A prospective purchaser of the club could well follow the example of the Glaziers, Hicks and Gillette in financing the purchase through loans serviced by the club, under these circumstances, with the other outstanding loans and the finance for Kirkby, debt service levels of £17M per annum could be expected.

By moving to a new stadium one would normally expect a significant increase in the revenue streams derived from ticket sales and commercial activity such as advertising, corporate activity and merchandise sales. Yet the proposed move to Kirkby is already fraught with restrictions on the ability of the stadium to generate additional income. The Tesco planning application identifies that a limit of 50,041 has already been placed on attendances, the stadium can't be used for concerts and the local council will have free use or compensation on one hundred occasions per annum.

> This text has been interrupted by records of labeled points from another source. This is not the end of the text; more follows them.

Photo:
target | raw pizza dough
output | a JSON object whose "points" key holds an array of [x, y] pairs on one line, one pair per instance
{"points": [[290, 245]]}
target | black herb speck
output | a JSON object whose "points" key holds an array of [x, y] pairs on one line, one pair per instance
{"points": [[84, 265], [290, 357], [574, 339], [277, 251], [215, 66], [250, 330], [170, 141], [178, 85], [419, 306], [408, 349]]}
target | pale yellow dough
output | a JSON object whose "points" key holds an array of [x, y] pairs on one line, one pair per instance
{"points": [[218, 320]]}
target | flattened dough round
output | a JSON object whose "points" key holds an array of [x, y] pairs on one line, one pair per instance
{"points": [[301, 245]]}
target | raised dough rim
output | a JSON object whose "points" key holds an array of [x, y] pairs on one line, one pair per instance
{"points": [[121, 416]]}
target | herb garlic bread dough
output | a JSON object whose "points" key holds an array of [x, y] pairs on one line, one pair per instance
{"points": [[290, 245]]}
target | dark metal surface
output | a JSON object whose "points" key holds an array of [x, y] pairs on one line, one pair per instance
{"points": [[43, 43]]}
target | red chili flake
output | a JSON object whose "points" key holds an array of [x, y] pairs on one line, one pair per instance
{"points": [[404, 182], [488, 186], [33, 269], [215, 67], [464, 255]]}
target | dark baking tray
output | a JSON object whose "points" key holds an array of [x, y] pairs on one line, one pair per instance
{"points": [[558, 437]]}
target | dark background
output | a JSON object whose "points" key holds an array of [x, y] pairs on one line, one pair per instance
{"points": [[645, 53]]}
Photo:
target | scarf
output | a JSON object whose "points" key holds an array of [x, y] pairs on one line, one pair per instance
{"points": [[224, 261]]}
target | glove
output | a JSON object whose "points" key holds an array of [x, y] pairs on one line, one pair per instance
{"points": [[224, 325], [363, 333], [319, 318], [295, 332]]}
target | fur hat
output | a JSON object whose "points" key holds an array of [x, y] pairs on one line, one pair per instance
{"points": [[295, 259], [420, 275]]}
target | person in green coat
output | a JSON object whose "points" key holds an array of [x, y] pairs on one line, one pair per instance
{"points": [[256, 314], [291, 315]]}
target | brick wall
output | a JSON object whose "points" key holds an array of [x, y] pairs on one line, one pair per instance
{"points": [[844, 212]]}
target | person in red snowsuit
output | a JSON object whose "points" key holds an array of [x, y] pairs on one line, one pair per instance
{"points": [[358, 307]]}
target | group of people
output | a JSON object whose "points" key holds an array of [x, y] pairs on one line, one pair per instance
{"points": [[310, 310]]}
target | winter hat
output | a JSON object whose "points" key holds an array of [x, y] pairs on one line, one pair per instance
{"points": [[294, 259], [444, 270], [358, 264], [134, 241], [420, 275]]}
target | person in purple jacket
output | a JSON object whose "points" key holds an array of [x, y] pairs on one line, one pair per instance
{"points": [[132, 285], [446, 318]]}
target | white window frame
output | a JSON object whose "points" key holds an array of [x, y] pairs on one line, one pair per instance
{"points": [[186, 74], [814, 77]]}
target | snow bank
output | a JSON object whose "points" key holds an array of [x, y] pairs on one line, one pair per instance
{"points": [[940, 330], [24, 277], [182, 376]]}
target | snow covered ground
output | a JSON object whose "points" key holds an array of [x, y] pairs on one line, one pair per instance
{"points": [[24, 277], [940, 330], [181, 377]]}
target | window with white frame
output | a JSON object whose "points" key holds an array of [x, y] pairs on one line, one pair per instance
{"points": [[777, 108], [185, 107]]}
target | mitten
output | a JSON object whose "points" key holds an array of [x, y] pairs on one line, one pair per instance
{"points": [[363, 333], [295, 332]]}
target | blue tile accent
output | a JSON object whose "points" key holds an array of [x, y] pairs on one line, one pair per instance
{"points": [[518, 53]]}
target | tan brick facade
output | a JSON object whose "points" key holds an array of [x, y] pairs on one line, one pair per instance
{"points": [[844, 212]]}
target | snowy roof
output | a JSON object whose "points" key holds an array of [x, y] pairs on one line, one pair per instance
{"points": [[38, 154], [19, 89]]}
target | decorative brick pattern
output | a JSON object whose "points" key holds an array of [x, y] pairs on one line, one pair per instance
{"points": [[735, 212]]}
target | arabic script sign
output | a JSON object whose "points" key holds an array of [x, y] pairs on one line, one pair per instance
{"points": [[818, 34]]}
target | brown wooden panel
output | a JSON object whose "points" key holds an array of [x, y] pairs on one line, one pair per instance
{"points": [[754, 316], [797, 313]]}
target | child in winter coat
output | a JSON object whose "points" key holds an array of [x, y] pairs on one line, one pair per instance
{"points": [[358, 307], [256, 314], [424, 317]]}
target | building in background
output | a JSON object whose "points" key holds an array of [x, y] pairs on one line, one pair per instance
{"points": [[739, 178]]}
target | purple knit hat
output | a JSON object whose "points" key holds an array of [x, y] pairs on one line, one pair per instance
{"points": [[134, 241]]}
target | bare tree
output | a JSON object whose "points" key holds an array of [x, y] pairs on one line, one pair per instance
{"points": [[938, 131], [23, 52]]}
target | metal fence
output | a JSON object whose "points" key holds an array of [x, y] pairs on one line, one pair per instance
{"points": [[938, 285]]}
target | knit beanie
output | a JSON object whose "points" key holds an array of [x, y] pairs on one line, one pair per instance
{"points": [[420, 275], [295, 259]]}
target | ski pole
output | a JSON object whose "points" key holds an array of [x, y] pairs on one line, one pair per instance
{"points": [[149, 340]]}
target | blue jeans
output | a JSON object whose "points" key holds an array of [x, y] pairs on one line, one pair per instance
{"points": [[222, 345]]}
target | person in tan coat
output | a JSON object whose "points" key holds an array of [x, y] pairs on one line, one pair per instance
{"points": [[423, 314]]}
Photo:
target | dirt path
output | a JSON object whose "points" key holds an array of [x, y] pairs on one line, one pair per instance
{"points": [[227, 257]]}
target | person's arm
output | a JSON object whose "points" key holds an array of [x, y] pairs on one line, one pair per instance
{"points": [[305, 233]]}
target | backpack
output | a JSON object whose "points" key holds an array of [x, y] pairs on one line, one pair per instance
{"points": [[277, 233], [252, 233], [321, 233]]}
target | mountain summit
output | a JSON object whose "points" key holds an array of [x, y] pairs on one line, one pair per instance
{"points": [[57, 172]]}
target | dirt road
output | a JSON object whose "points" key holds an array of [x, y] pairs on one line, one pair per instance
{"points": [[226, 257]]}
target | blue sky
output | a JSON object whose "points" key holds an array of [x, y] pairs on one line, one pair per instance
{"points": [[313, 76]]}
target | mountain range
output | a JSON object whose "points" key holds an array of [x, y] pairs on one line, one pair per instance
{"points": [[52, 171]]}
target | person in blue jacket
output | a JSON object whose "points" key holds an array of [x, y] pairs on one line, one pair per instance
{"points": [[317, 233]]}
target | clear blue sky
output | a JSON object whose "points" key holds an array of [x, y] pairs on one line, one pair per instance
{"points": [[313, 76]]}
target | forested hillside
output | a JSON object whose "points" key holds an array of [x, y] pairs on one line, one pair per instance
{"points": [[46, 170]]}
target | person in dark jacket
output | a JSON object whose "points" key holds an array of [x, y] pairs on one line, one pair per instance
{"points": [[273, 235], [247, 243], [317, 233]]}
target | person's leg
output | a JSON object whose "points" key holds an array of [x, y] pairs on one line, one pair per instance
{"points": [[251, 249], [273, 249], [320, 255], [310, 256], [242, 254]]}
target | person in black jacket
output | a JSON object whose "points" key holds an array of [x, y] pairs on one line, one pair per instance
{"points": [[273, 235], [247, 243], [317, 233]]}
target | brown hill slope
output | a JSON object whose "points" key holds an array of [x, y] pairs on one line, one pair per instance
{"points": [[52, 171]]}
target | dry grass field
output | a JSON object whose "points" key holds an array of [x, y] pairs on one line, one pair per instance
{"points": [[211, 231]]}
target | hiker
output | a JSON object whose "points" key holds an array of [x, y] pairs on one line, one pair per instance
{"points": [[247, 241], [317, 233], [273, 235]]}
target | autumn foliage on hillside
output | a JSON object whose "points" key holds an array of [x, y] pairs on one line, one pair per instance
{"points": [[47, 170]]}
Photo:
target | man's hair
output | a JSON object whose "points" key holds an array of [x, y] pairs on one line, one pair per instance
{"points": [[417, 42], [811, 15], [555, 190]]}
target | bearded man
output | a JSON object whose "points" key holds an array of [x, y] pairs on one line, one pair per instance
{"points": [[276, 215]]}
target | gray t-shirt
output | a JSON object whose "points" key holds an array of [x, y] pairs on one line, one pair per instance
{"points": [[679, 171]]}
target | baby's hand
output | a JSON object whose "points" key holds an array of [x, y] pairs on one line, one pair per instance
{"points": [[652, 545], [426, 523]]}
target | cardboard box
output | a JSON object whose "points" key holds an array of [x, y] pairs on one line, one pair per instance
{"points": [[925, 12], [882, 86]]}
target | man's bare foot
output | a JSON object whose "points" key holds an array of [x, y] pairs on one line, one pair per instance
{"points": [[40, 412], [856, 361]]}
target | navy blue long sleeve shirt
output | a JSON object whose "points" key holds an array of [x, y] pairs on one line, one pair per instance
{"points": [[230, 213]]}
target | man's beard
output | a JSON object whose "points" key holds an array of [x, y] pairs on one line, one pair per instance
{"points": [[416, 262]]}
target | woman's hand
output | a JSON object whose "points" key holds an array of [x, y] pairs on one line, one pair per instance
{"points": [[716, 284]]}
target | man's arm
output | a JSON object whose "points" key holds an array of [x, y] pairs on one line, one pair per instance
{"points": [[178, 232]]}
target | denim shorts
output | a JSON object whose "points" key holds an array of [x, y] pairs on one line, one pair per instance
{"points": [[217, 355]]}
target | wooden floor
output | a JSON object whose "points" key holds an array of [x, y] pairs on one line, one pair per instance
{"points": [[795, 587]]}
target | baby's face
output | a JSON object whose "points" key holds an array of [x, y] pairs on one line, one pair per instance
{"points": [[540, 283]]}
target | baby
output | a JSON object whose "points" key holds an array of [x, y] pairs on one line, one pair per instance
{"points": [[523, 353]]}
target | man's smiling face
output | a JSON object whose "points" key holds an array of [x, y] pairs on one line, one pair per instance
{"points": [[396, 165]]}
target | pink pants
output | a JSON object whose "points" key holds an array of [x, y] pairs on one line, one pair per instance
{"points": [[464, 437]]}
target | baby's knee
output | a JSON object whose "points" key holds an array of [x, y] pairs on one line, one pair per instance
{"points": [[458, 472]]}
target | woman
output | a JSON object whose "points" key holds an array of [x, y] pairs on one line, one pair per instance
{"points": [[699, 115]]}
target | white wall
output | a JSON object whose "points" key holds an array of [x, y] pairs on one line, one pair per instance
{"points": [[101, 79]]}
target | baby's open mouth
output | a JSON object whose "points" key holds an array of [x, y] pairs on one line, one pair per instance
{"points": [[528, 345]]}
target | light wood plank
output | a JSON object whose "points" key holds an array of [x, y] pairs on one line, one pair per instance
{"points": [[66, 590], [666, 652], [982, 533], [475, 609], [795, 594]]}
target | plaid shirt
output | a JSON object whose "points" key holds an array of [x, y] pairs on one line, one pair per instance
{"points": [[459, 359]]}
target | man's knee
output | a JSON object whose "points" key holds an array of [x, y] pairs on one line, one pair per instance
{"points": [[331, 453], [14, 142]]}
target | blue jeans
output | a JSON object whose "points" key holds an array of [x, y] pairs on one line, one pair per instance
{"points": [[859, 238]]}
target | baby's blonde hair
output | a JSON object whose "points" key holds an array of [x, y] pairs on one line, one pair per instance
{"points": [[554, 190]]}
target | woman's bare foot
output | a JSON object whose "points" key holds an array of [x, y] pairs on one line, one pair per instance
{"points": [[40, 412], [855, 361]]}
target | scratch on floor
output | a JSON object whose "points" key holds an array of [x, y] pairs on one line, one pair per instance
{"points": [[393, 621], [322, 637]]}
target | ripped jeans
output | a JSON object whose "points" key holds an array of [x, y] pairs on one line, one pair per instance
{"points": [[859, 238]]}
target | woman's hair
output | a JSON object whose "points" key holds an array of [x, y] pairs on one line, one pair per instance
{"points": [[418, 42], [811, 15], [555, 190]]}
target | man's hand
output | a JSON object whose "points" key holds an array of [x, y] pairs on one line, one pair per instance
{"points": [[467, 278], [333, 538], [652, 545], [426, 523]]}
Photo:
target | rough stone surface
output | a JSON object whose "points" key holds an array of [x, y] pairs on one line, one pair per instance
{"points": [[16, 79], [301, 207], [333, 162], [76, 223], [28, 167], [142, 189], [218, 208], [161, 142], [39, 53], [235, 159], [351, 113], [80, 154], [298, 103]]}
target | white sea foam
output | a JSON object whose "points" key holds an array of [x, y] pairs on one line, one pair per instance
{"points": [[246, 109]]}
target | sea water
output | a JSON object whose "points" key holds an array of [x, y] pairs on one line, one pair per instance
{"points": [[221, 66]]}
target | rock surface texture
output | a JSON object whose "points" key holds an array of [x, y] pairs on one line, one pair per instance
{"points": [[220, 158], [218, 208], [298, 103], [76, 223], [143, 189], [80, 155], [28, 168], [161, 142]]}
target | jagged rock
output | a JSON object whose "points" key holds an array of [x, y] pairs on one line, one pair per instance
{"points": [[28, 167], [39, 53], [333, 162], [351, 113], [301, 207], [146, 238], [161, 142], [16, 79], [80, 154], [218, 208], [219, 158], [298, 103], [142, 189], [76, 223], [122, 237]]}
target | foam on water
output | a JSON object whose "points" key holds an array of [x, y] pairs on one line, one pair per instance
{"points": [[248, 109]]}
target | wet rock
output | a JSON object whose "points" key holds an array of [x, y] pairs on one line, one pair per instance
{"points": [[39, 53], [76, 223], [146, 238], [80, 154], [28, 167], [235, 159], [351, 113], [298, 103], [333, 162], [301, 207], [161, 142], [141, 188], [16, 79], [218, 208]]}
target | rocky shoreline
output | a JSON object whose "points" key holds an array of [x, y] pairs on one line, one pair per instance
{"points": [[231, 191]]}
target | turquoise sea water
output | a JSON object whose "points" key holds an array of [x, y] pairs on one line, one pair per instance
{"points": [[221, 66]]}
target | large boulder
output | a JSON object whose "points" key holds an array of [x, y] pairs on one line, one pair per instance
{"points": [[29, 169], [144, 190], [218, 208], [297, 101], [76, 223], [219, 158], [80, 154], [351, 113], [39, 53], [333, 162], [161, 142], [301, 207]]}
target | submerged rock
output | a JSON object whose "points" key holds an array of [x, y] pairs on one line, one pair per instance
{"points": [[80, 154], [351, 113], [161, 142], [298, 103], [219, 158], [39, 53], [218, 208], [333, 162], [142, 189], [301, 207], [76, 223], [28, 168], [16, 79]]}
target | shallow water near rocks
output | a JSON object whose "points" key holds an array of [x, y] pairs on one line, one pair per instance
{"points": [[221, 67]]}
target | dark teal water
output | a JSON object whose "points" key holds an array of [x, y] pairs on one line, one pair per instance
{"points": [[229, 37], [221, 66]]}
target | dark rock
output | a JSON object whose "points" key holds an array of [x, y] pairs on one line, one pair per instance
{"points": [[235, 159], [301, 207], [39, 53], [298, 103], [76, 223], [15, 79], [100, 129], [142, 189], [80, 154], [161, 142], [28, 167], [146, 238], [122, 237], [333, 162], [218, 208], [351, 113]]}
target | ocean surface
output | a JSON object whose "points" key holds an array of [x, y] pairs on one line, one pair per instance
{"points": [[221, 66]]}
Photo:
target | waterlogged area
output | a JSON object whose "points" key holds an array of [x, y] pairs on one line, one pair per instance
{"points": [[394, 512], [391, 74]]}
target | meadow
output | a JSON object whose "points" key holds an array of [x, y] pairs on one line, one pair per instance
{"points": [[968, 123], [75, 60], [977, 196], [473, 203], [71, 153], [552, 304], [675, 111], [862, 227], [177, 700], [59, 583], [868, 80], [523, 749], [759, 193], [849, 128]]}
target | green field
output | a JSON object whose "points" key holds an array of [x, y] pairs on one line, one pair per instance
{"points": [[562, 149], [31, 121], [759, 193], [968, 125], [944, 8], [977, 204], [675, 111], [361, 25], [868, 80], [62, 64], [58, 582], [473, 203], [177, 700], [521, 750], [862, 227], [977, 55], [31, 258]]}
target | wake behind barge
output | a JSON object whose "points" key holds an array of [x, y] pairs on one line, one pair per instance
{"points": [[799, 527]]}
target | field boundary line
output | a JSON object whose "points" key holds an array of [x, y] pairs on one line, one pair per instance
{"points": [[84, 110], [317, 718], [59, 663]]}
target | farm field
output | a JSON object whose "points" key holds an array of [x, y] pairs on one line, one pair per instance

Today we see in Everton a victim of the catastrophic failure to provide adequate finance over a period of many years. A policy of asset utilization ultimately fails when insufficient assets remain and insufficient revenue is available. Beggars' not being choosers it's easy to see why the board may have seen Kirkby as initially attractive despite its shortcomings and potential inconvenience to loyal Everton supporters but now even the most avid fan of a relocation to Kirkby must question the suitability of such a move.

The problems surrounding Kirkby aren't unique, any move or redevelopment would involve financing and logistical problems, it's just that Kirkby appears to offer and perhaps will offer less of a return on investment than is desirable.

A phased redevelopment of Goodison with additional land provided by the council could offer the most cost effective solution to Everton's financial predicament whilst the much heralded Scotland Rd site in an expanded format through cooperation with the council could prove to be beyond the vision and capability of the current board.

Over the park our rivals are also experiencing great difficulty with their proposed stadium on Stanley Park. Whilst preparatory work is underway, until the owners of the club can satisfy the council that they have the required level of finance no stadium construction work will be allowed.

In different ways fans of both clubs are experiencing the downside of big business involvement in their prospective clubs. Everton are merely a pawn in the game being played out by Tesco whilst Liverpool would appear to be little more than an investment opportunity for their owners be that the current or future owners from Dubai.

The third option, which being the most controversial is only whispered by both sides of the divide when in trusted company, is undoubtedly the most logical. There's no downside to a shared facility, the only problem is the ability of the ordinary fan in the street to overcome an illogical objection of sharing with our traditional foes and lets be perfectly honest we all enjoy the opportunity to mock our friends, family and strangers who support the other side.

What if this rivalry could be accommodated through the use of innovative design and technology? What if a single sterile stadium environment could be delivered that through that design and technology enabled fans and there respective teams to play on a translocated Anfield one week and Goodison the next? What if through the use of enormous fan villages, located outside of the stadium, the identity and history of both clubs were preserved and guaranteed in the bars, restaurants, hotels and facilities found within? And what if all of this could be provided through little or no cost to both clubs due to the incredible footfall generated by such a facility, high end corporate debentures and enabling funding? Without doubt not everyone would be convinced but perhaps enough would to enable the fans of our two great footballing sides to reclaim the beautiful game from the big business interests for the benefit of the fans and the city of Liverpool.